Australia and Timor-Leste will be finalizing their Timor Sea maritime-border agreement this month through the first time use of a compulsory conciliation clause that is part of the United Nations Convention on the Law of the Seas (UNCLOS). Moreover, the reconciliation effort of Indonesia and Timor-Leste has led to, among other things, successful negotiations of their land border. Together these two accomplishments could help propel a broader regional narrative that promotes and institutionalizes support for democratic ideals, reconciliation-based solutions and international norms—challenging China’s one-sided border demands in the South China Sea. But for this to happen the United States must champion such regional developments.
Timor-Leste, a former Portuguese colony, voted in a plebiscite for independence from Indonesia in August 1999 (78.5 percent in favor to 21.5 percent against) after twenty-four years of occupation and resistance, which killed nearly a third of the population and affected every family. The opposition to occupation and international pressure on Indonesia eventually led to a trilateral agreement signed between the United Nations, Portugal and Indonesia in May 1999, which enabled the Timorese people to determine their destiny through a UN-sponsored ballot. The victory quickly turned to devastation as departing Indonesian-backed militias burned much of the country’s limited infrastructure to the ground.

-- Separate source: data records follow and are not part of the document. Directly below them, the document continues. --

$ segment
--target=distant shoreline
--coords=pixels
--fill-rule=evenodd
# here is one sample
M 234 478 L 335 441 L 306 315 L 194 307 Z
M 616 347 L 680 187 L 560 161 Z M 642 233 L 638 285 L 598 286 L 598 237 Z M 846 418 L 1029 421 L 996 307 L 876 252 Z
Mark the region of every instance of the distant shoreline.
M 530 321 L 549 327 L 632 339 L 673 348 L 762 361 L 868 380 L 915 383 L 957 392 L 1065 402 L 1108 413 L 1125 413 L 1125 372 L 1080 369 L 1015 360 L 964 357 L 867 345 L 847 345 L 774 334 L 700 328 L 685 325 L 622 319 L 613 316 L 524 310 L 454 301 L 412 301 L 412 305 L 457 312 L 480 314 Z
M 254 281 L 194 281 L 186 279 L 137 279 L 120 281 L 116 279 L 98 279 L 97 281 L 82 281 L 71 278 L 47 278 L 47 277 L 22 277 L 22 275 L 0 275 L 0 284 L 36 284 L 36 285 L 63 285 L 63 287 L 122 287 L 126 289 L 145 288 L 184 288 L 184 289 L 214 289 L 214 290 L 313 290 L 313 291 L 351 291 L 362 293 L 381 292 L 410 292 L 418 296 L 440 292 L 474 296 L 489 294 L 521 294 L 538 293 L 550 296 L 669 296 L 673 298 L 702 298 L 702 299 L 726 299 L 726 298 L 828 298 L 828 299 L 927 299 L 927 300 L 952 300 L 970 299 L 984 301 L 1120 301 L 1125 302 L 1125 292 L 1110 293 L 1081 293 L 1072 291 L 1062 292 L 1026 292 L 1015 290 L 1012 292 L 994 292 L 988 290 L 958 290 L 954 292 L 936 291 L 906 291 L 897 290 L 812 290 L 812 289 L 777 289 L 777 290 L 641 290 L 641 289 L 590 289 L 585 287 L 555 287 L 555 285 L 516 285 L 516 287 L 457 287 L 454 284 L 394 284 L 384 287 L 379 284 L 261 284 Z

The subsequent story of reconciliation between Timor-Leste and Indonesia is remarkable for the process and its success. After gaining independence in 2002, the leadership of Timor-Leste prioritized reconciliation with truth-telling to forge a new relationship with its closest neighbor, and to heal its divided community. The process was supported by an Indonesian government democratizing its politics and reforming its security institutions. Instead of following the standard international human-rights agenda to prosecute individual perpetrators of violence, the leaders of Timor-Leste and Indonesia instead sought a model of reconciliation anchored in both local peace-building and state-building.